The above exception was the direct cause of the following exception:

jax.errors.SimplifiedTraceback: For simplicity, JAX has removed its internal frames from the traceback of the following exception. Set JAX_TRACEBACK_FILTERING=off to include these.

🤔

juanitorduz commented 2 weeks ago

It seems like a type problem ... could this be again a numpy or jax recent change?

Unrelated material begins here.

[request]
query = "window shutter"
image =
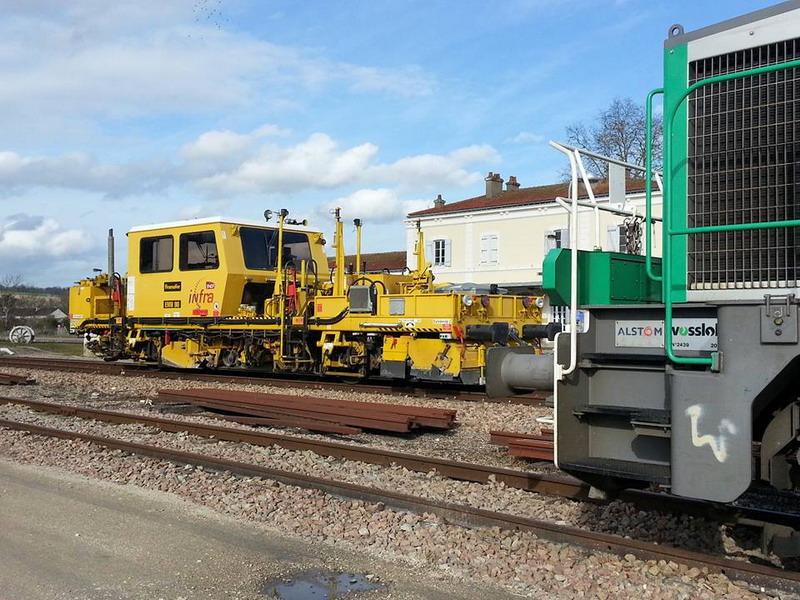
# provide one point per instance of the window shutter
(613, 238)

fehiepsi commented 2 weeks ago

Hi @juanitorduz, I raised the upstream error in https://github.com/google/jax/issues/22045. For a fix, could you help me change every device_put(foo) in https://github.com/pyro-ppl/numpyro/blob/master/numpyro/contrib/control_flow/scan.py to

tree_map(device_put, foo)
juanitorduz commented 2 weeks ago

In https://github.com/pyro-ppl/numpyro/pull/1817/commits/19f82322060fd1b6ce31be1797f98b254610c2bf I still saw other test failing:

FAILED test/contrib/test_tfp.py::test_unnormalized_normal_chain[1-MetropolisAdjustedLangevinAlgorithm-kwargs0] - OverflowError: Python int too large to convert to C long
FAILED test/contrib/test_tfp.py::test_unnormalized_normal_chain[1-SliceSampler-kwargs2] - OverflowError: Python int too large to convert to C long
FAILED test/contrib/test_tfp.py::test_unnormalized_normal_chain[1-UncalibratedLangevin-kwargs3] - OverflowError: Python int too large to convert to C long
FAILED test/contrib/test_tfp.py::test_unnormalized_normal_chain[2-MetropolisAdjustedLangevinAlgorithm-kwargs0] - OverflowError: Python int too large to convert to C long
FAILED test/contrib/test_tfp.py::test_unnormalized_normal_chain[2-SliceSampler-kwargs2] - OverflowError: Python int too large to convert to C long
FAILED test/contrib/test_tfp.py::test_unnormalized_normal_chain[2-UncalibratedLangevin-kwargs3] - OverflowError: Python int too large to convert to C long

Hence: https://github.com/pyro-ppl/numpyro/pull/1817/commits/038dd84ad2ad51ba2d0ae8f8add1f3893c16db63

juanitorduz commented 2 weeks ago

Ok! Finally is 🟢!

Shall we revert these changes once the JAX issue is fixed and released? Similarly for tfp next release?